On 4 is an alternative vehicle 1 shown, which two coaxially arranged wheels 14 on the rear axle 6 having. Analogous to the variant described above, the rear axle belongs 6 also a steering module 9 , which has a steering axle 8th with the body 2 is connected and with the parameters pitch angle 18 and steering angle 19 is characterized according to the same principle. Unlike the variant off 1 is the steering axle 8th against the driving direction 16 inclined. In this case, the pitch angle becomes 18 also defined in the range between 0 ° and 90 °, where at 90 ° the steering axle 8th parallel to the roadway 13 and against the direction of travel 16 is directed. Due to this arrangement, the body tilts 2 at a steering angle 19 not equal to 0 °, so in a steering maneuver, also in the curve, so that the driving stability and driving dynamics of the vehicle 1 improve.

Both variants have in common that the steeper the pitch angle 18 is, both in (with steering front axle 5 ) as well as against the direction of travel 16 (with steering rear axle 6 ), the more the body tilts at the same steering angle 19 , or the larger the radius of curvature 26 with the same inclination.

Depending on the version, whether as steering front 5 or rear axle 6 , becomes the steering axis 7 in the neutral, stable and upright condition of the vehicle 1 defined (vehicle symmetry plane 17 perpendicular to the roadway 13 ).
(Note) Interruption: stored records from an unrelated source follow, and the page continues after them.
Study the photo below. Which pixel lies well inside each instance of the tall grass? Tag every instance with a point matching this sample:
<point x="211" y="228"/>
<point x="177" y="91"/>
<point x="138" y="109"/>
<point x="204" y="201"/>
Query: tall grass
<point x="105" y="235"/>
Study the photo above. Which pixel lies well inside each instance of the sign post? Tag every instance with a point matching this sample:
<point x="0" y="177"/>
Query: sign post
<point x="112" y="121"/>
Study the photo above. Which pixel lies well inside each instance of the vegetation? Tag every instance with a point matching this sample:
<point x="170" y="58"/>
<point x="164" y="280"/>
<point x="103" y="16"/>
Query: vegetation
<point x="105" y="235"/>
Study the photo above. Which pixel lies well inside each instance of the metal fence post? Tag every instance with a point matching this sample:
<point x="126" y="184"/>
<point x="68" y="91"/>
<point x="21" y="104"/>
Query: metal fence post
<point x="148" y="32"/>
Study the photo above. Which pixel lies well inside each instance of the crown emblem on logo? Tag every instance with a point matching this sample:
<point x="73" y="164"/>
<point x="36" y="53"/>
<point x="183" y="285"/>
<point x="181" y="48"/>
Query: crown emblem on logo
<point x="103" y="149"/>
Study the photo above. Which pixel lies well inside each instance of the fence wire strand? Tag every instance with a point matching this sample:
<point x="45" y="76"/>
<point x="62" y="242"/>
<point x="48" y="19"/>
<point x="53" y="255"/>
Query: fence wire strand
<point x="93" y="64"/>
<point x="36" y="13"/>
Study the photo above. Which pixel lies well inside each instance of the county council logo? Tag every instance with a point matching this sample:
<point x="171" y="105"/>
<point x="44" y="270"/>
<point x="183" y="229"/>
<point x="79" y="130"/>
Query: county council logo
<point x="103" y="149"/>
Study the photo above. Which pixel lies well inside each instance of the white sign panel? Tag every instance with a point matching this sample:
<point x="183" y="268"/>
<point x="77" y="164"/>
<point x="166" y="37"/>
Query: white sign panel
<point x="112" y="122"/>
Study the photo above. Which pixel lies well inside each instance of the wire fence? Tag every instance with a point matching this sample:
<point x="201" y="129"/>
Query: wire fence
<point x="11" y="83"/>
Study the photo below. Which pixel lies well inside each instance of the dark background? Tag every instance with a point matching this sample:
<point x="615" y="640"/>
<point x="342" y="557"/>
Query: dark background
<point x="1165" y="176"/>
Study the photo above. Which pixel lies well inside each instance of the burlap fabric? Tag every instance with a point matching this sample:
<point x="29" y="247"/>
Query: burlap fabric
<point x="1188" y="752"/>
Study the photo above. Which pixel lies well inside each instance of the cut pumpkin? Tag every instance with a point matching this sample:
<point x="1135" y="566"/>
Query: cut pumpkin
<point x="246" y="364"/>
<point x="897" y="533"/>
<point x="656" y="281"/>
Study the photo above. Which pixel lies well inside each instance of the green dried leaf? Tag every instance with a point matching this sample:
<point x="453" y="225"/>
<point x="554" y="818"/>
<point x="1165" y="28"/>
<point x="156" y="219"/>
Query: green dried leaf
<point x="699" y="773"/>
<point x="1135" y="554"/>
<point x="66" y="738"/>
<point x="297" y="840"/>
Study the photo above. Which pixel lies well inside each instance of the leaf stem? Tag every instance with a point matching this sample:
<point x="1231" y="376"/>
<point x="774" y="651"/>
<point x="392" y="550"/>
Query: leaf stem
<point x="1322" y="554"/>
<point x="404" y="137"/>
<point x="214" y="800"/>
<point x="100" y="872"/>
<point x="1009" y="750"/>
It connects the centers of both wheels and has from now on a fixed spatial position within the steering module ( 5 ). The individual axes of rotation of the suspended wheels 14 Depending on the driving situation, these may differ, for example during compression procedures, lateral inclinations or wheel lane / camber.
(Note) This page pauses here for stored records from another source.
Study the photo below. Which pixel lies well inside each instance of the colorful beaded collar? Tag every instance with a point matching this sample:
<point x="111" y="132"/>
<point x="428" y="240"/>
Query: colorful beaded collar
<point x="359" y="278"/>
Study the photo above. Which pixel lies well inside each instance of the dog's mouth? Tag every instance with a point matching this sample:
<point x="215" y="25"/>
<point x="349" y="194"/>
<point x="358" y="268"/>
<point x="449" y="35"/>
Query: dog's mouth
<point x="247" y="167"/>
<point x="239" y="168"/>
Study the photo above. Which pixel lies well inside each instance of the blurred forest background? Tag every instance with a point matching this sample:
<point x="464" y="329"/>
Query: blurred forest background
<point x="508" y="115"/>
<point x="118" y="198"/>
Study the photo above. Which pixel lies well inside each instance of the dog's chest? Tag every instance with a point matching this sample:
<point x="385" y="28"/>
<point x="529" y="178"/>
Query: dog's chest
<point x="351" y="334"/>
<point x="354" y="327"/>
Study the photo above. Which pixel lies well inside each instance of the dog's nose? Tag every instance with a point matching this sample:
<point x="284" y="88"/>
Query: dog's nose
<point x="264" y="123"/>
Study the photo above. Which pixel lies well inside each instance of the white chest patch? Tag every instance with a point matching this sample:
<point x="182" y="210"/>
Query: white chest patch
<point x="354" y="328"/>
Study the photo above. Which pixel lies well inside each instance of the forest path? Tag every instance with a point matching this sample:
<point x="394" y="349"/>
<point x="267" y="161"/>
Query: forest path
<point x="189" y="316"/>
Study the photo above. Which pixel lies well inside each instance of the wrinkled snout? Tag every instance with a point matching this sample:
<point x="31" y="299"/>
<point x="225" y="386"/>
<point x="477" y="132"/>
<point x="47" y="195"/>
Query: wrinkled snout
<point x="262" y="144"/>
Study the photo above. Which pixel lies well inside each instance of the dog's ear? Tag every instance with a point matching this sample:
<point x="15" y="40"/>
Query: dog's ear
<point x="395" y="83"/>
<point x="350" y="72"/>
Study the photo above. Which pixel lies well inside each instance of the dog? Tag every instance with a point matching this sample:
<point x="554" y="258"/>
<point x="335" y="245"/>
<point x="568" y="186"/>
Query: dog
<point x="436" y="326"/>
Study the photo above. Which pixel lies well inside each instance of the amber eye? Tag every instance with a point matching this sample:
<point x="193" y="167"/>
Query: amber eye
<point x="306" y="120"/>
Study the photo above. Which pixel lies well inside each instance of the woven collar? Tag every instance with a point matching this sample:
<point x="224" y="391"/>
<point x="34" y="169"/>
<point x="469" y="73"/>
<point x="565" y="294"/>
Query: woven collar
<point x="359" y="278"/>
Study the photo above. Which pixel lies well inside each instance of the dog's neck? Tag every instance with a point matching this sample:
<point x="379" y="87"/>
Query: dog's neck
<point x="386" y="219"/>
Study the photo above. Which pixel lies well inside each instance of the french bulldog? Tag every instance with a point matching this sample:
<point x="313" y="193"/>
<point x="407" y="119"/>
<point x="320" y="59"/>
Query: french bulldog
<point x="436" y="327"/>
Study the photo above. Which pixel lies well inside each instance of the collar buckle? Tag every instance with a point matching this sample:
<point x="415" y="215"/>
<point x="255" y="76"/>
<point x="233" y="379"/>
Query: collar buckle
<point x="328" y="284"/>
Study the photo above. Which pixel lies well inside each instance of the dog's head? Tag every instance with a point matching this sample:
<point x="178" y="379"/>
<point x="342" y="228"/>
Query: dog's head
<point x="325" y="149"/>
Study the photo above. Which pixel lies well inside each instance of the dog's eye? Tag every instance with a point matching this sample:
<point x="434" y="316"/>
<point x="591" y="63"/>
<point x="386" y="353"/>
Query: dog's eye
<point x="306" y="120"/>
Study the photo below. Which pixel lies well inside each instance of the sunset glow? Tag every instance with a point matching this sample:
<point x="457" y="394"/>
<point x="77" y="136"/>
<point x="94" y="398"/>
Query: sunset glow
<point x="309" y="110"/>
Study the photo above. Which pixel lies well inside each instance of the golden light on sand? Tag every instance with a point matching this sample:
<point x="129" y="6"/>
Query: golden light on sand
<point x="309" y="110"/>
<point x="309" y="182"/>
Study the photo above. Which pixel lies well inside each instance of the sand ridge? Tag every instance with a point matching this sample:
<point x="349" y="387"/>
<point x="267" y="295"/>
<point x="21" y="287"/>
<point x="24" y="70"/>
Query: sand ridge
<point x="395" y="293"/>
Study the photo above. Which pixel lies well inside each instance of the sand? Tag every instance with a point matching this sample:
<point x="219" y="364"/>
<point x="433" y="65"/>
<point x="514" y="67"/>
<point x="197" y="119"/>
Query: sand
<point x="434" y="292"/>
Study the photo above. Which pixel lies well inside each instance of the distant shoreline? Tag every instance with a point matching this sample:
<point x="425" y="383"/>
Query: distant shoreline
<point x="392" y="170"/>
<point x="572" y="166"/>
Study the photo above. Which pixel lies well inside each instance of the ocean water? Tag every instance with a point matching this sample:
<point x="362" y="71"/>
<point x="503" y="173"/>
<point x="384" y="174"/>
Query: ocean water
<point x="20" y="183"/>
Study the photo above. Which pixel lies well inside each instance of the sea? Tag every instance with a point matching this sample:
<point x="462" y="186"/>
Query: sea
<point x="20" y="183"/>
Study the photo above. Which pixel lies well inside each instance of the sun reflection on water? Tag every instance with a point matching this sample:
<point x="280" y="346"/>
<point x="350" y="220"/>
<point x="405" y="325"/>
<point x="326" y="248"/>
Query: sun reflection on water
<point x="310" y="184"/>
On 6 Another detailed solution is shown in which both wheels 14 the front axle 5 (if necessary, the rear axle 6 ) with camber to the steering axis 7 be recorded. As a result, the driving stability in the curve is additionally increased. To stabilize the straight ahead, both wheels can 14 of the steering module 9 be recorded with wheel track to the axis.
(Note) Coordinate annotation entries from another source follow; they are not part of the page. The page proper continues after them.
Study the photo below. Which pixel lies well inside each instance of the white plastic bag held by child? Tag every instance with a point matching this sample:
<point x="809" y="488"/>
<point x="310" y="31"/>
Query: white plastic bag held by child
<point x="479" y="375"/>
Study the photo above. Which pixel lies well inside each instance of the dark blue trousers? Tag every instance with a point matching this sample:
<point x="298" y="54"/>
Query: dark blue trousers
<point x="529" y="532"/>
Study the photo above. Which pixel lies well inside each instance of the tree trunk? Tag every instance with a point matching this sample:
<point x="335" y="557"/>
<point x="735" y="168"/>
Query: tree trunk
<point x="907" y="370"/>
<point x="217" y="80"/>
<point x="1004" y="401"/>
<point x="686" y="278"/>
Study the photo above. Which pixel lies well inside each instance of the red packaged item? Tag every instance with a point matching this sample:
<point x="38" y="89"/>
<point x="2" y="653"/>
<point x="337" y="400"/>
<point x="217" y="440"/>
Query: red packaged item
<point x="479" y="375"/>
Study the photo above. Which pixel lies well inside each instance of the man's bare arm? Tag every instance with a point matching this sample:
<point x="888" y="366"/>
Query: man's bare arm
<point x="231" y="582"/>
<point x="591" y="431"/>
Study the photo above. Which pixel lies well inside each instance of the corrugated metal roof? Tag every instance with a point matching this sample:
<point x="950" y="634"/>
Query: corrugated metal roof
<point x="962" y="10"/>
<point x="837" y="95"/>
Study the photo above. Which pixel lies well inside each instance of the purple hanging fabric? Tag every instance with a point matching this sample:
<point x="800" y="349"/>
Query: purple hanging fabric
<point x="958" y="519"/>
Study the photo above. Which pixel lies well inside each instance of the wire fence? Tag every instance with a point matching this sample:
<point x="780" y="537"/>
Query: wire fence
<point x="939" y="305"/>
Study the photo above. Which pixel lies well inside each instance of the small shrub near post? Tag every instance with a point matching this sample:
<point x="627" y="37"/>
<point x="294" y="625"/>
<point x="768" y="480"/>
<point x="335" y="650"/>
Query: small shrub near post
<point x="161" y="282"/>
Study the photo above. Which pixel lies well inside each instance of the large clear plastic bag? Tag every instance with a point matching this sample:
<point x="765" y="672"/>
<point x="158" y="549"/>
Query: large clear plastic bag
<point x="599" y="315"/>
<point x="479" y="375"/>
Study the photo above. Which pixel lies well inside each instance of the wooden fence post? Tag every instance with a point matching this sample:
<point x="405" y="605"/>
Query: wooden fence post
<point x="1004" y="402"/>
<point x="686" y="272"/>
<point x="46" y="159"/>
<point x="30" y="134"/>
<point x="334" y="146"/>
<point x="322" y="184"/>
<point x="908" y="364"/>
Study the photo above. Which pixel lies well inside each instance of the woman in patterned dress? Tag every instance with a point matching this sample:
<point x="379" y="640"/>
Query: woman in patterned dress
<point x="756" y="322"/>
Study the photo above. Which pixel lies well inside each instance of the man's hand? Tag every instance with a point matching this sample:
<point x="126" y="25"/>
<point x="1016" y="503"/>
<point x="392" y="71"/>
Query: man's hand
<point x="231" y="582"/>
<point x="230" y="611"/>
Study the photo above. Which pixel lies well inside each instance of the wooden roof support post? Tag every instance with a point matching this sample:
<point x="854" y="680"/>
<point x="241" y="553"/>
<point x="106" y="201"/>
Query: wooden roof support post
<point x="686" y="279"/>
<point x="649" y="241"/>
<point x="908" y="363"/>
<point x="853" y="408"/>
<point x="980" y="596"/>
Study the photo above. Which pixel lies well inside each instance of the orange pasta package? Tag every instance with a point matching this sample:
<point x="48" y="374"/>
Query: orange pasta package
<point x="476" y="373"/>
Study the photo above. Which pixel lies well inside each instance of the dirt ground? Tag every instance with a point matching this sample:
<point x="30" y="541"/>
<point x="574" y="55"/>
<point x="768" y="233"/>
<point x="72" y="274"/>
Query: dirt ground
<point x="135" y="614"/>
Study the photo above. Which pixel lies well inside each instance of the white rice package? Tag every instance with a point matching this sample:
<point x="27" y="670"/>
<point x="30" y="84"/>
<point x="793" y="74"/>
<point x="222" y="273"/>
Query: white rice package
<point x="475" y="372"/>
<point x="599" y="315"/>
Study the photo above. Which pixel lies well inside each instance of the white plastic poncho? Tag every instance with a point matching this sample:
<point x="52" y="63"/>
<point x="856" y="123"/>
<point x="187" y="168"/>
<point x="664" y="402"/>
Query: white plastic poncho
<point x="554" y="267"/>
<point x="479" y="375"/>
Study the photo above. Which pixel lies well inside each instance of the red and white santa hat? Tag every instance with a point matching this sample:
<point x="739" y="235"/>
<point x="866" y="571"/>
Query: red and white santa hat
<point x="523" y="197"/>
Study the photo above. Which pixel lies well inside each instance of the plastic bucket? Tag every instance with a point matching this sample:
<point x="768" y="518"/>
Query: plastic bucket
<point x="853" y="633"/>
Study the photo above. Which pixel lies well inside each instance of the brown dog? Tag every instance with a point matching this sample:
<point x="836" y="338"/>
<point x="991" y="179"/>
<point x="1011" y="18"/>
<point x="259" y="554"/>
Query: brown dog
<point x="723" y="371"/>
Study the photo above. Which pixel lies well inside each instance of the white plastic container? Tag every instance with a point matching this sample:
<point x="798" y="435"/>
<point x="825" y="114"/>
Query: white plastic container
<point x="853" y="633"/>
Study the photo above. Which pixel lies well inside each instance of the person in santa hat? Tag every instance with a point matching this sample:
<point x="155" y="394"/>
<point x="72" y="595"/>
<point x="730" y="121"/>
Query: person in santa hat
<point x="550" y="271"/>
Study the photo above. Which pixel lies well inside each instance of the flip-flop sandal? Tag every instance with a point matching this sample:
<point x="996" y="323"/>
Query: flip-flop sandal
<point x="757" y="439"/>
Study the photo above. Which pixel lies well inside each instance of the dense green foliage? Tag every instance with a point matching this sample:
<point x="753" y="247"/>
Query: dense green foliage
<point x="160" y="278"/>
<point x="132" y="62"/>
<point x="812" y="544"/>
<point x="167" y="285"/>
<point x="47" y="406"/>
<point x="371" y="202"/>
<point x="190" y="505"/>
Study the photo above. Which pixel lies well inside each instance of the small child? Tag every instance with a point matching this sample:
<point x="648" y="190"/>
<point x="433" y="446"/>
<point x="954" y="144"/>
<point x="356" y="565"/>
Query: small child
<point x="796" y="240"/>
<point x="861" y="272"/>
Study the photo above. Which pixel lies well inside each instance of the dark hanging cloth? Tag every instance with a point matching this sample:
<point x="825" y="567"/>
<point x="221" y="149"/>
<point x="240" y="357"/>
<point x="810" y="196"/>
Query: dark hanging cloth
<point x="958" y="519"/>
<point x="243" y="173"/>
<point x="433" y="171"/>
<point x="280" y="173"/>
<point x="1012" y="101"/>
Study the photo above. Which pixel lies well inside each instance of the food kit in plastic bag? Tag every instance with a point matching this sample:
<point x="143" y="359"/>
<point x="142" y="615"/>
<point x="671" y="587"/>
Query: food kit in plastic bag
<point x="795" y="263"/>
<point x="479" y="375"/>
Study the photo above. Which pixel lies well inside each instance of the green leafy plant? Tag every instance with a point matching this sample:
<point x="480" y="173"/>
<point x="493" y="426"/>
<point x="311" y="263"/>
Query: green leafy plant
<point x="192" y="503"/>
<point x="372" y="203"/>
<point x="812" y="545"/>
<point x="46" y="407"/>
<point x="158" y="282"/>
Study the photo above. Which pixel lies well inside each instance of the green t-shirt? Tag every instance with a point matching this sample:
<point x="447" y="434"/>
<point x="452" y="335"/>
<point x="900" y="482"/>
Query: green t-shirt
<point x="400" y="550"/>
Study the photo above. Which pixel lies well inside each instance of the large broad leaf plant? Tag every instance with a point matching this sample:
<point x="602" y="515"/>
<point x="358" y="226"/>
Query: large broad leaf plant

On 7 is a possible version of the steering module 9 represented, in which the axes of rotation of the respective wheels 14 additionally articulated on the steering module main body 15 are suspended, with the axes of these tilting joints 30 parallel to the vehicle symmetry plane 17 run (but not necessarily parallel to the road 13 ). Through a kind of parallelogram 31 be both wheels 14 connected so that they can demonstrate in mutual dependence a lateral tilting movement and hereby an inclined position to the road 13 taking. This will change the dynamic lateral position of the vehicle 1 , in particular during turning operations, additionally stabilized. It finds a shift of the vehicle's center of gravity 24 in the curve instead, at the same time the lateral forces on the wheel 14 and suspension initiated more favorable. For an ideal parallelogram 31 stay both wheels 14 parallel to each other. By providing a wheel track and / or camber, as well as by adjusting the geometry parameters of the parallelogram 31 is it possible to determine the spatial relationship of the wheels 14 to make each other pending from the driving position.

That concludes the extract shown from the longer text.